Latin American throughputs have come off their summer highs and are expected to average 4.7 mb/d for the remainder of 2013. Argentina processed 560 kb/d in September, down 6.6% from a year earlier. Runs have yet to recover after a storm shut the 189 kb/d La Plata plant in April. As a result of lower throughput rates and increasing demand, Argentinean diesel imports have surged by 42% in the first 10 months of this year compared with the same period in 2012. At the same time, Argentina's exports of biodiesel to the EU have plummeted after the EU raised taxes and implemented restrictions in retaliation for alleged dumping practices. Argentina has a biodiesel production capacity of 850 kt/y, of which 21% goes to the domestic market. In an attempt to reduce its diesel imports and to mitigate the effect of lower biodiesel exports to Europe, Argentina will increase its mandatory biodiesel blend in diesel to 9% on 1 January and 10% on 1 February 2014, from 8% currently.

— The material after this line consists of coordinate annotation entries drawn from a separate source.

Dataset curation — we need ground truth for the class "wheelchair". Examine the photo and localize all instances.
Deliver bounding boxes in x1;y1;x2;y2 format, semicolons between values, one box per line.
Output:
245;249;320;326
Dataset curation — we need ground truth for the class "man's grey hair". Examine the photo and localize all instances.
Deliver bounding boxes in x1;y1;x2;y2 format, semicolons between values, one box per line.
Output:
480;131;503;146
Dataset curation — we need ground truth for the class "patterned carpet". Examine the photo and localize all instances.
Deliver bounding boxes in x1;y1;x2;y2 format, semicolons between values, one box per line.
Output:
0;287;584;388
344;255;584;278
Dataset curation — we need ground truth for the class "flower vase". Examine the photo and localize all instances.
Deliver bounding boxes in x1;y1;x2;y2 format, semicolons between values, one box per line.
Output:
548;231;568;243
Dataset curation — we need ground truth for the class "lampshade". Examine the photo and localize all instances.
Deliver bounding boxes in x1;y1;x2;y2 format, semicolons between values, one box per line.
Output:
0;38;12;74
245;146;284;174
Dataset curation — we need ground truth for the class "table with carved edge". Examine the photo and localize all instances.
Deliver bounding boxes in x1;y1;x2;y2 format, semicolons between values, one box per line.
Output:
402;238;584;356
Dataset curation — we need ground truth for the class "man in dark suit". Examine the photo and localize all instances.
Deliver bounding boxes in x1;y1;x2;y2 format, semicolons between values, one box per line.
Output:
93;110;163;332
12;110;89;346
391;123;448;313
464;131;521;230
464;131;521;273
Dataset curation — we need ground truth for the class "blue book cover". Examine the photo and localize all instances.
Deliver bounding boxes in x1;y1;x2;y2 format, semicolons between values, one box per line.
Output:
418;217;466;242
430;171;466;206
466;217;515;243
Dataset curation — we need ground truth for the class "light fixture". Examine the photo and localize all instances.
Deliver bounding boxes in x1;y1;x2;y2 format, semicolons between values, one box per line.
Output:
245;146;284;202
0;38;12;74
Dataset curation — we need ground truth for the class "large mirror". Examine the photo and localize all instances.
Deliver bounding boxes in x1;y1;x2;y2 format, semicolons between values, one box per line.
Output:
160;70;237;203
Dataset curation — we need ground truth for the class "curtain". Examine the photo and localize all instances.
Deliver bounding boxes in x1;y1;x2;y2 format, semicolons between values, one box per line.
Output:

Brazilian refinery runs fell to 1.9 mb/d in October, and a 16-month low. A fire at Petrobras' Presidente Getulio Vargas Refinery in Parana state at the end of November has also curbed our expectations for throughputs for the end of this year. The refinery, also known as Repar, has a capacity of 190 kb/d, or about 10% of total Brazilian crude distillation capacity. The fire damaged the plant's distillation unit, forcing the company to shut the refinery to repair the damage. Petrobras announced it expects output at the refinery to restart on 17 December.

In Venezuela, PDVSA is reportedly in talks with Valero to restart some units its refinery in the near-offshore Dutch island of Aruba. Valero halted operations at the Aruba plant in September 2012 on poor economics. The site is now used as an oil product terminal. PdVSA is reportedly looking to lease some units of the refinery to produce heavy naphtha to mix into its increasingly heavy crude output from the Orinoco belt, as well as some additional storage space to replace tanks lost in several fires in 2012. PdVSA is already leasing storage tanks in Aruba from Valero and paying for the space with crude sent directly to the US. Valero has imported an average of 174 kb/d of Venezuelan crude this year up until September, an increase of 60% compared with the same period in 2012.